I have ~1000 fixed points representing data collection stations with multiple sensors, and a csv that is ~4.5GB of values in the format:
id pointid sensor measdatetime measvalue
50345 500 tempa 1/1/2011 13:55 72.81
50346 501 tempb 10/31/2011 14:00 75.65
55457 500 gaght 10/31/2011 01:00 6.56
(The data is similar to USGS stream gauges, but from a different network and different format.)
I am somewhat familiar with geodatabase design, but have little experience with the capabilities of the different DBMS's that work with ArcGIS. I'm considering using a variation of the Marine Data Model for the geodatabase design, but am a bit fuzzy about the DBMS ArcSDE Architecture I should use.
It seems that hardware wise, I'll want a dedicated machine for DBMS and SDE with a direct gigabit lan connection to a desktop machine running ArcInfo. For cost and "openness" sake, I'd like to use postgreSQL with postGIS (Followed by MS SQL Server Express, as I'm more familiar with T-SQL), but am not sure of the implications because of having such a large dataset. Also, from what I've researched, PostGRE has much better built in "windowing" for queries (eg. calculating a moving-window 2-week tempa average). If it makes a difference, I'd like to be able to load a given dataset entirely into RAM if I know I will be using it extensively for a specific work session. (Similar to This Helpful Answer)
To The Point:
- Is there a performance reduction by using PostGIS, since there is only a 32-bit version of SDE for it? Can I use 64-bit PostGRE, authorize it with 32-bit SDE, then use a direct connection to PostGRE to avoid a 32-bit "bottleneck"?

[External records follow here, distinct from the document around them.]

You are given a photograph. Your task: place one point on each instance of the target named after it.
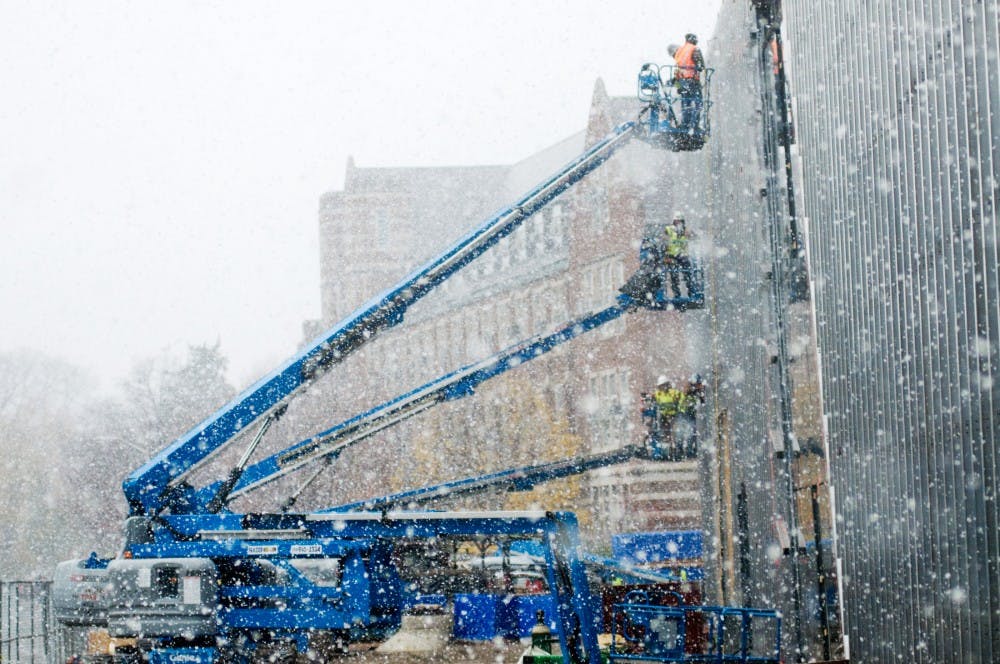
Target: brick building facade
(565, 261)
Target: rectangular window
(166, 582)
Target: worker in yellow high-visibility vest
(675, 255)
(668, 400)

- Is there an advantage to keeping the bulk of the data "non-spatial", so I could have 64-bit PostGRE do the queries, then join the results to the points in ArcMap?

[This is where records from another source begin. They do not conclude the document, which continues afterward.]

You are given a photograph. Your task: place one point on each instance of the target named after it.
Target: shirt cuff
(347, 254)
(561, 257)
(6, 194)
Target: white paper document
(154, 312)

- Is there a better overall approach to managing a large amount of data using postGRE, considering ArcSDE's 32-bit limitation?
Other considerations:
- I am using ArcInfo 10.0 with SP3, and have an EDN membership, so I can experiment fairly freely with minimal cost. I also have MS SQL Server 2008 R2 for developers, if needed.
- The desktop machine will obviously need to be windows, but I can run windows or linux for the DBMS machine if there's an advantage.

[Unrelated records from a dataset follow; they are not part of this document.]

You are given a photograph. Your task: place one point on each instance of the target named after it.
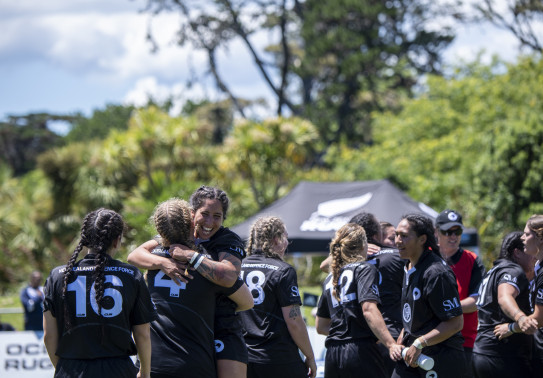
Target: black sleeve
(477, 274)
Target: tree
(268, 156)
(363, 57)
(521, 17)
(471, 142)
(100, 124)
(350, 56)
(23, 138)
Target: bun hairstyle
(348, 245)
(99, 230)
(535, 223)
(422, 225)
(173, 220)
(197, 199)
(262, 236)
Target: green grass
(12, 301)
(306, 311)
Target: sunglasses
(456, 232)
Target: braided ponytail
(348, 245)
(263, 235)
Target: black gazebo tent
(313, 211)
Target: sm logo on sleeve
(451, 304)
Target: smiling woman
(432, 315)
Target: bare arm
(325, 265)
(375, 321)
(243, 298)
(223, 272)
(506, 298)
(144, 259)
(298, 331)
(323, 325)
(142, 337)
(522, 323)
(50, 336)
(442, 332)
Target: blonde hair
(173, 220)
(349, 245)
(263, 234)
(535, 223)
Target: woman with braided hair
(217, 257)
(93, 307)
(347, 311)
(274, 328)
(182, 336)
(431, 312)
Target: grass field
(11, 301)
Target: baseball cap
(448, 219)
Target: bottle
(424, 362)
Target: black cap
(448, 219)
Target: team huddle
(210, 305)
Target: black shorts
(275, 370)
(229, 341)
(448, 363)
(500, 367)
(121, 367)
(231, 347)
(351, 359)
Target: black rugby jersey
(274, 285)
(490, 314)
(391, 272)
(182, 336)
(227, 321)
(538, 301)
(126, 303)
(429, 296)
(358, 283)
(224, 240)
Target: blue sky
(67, 56)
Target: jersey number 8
(255, 280)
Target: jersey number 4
(79, 286)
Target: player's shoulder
(226, 240)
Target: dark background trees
(343, 76)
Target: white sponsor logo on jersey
(407, 312)
(450, 304)
(219, 346)
(508, 277)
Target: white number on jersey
(482, 289)
(79, 286)
(345, 281)
(255, 280)
(160, 281)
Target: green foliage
(471, 142)
(100, 124)
(269, 155)
(24, 138)
(360, 56)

- There will be a number of static queries (eg 2-week moving average) that I may store the results of, but I would also like to be able to perform a specialized query quickly if needed. (eg. What is the minimum of the daily mean temps from stations 003, 007, and 104, betweem 1/1/2011 and 1/31/2011.)
- I've read this guide, but find it to be mostly ambiguous and not useful for finding any pros or cons regarding specific scenarios (Lots of info, but little useful guidance. Am I really supposed to believe that there is NO difference in performance by using or not using the ArcSDE service?)